Fashion is not just about clothes—it’s a form of expression. It says a lot about who you are. If you walk into a room in a pink suit, people are going to turn around and think ‘I want to get to know that person.’ I want to inspire others to follow their heart when it comes to style. So many people my age think that they should follow some arbitrary rules about what is appropriate to wear. But this is my time to shine, and I’m gonna live out loud and proud.
You’re a graphic designer by trade. How does it play into your personal style?
I’ve always had a creative side. I need to express myself through different means, whether that be painting or design or fashion. Because of my work as a graphic designer, I have a good eye and a deep understanding of colour theory. Instead of just putting it down on paper, I started applying it to my clothes. I like using contrasting colors and patterns that speak to each other, and that understanding comes from my design work, but it’s a skill that I only learned later in life could be applied to fashion.
You love to thrift and upcycle your clothes. What draws you to second-hand clothing?
Growing up, I was inspired by what I saw in fashion magazines. I was young and not making much money, so I started thrifting and taught myself how to sew. Once I started making my own outfits, I had so much more freedom and I could explore fashion outside of what was available in my small city.
I have this instinct to make stuff.

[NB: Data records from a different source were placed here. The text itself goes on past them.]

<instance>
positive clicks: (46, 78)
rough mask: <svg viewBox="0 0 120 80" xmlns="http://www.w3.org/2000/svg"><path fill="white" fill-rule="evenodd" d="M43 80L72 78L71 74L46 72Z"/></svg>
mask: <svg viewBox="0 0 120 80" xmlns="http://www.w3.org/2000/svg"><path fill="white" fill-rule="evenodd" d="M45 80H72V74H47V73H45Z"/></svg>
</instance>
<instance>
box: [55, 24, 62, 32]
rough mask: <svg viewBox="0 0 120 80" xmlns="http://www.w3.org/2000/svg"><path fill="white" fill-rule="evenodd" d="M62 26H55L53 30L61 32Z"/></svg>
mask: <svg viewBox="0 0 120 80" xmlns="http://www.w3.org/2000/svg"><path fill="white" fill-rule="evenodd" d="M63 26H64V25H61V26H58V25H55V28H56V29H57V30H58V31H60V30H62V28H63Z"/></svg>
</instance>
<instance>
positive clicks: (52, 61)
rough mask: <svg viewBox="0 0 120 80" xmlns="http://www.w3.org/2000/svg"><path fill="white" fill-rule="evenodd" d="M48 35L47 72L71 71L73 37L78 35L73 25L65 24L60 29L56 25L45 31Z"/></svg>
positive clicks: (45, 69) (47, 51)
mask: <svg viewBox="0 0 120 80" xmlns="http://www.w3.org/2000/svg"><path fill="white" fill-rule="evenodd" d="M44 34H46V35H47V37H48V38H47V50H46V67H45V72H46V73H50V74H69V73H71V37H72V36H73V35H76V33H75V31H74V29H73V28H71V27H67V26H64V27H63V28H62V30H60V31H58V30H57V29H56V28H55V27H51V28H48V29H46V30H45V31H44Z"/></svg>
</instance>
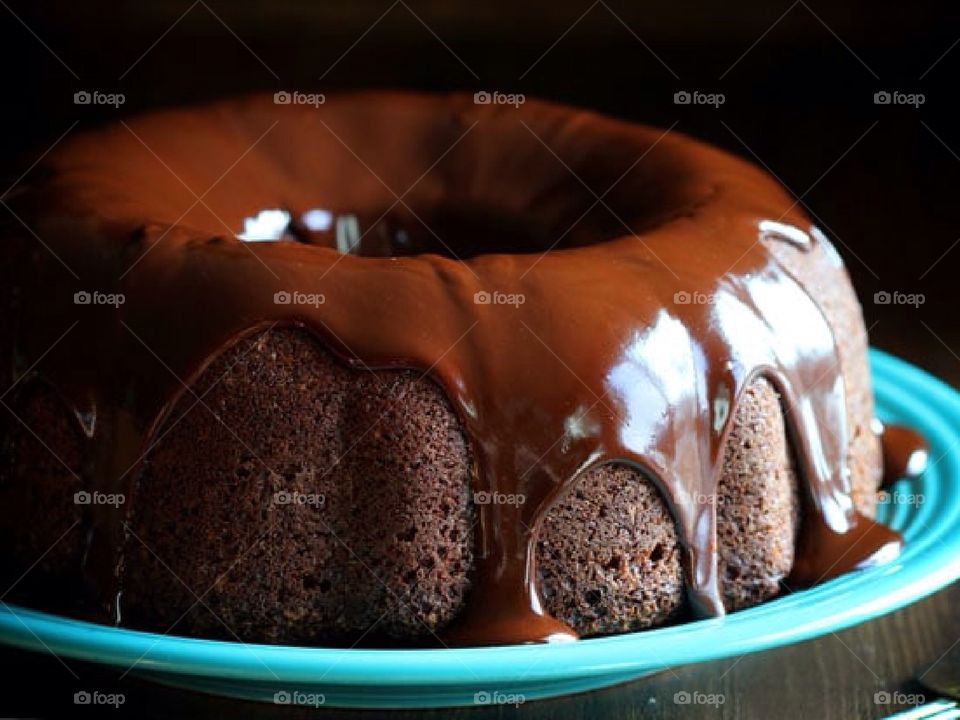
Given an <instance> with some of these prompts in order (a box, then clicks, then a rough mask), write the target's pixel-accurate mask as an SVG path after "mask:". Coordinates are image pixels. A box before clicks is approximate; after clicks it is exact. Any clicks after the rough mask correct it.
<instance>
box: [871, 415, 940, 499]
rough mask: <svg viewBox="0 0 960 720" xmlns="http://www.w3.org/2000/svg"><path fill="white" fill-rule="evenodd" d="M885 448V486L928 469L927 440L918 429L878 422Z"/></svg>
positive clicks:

I love clothes, but I think that we need to try to slow down and reuse stuff, reinvent it. There’s a thrill to finding a second-hand piece and doing something completely different with it.
Every year, I do an art series or a painting series on denim. In the past, I’ve done it with bleach, but this year I took colour to it. The jeans I’m wearing in the photo are from the men’s section at Value Village. I took my painting style—which is abstract and colourful—and I applied that to the jeans.
I also love jewellery, so often I’ll buy a piece, take it apart and put it back together in a new way or wear it in a different way than was intended. I like to ask, “What else can it be?”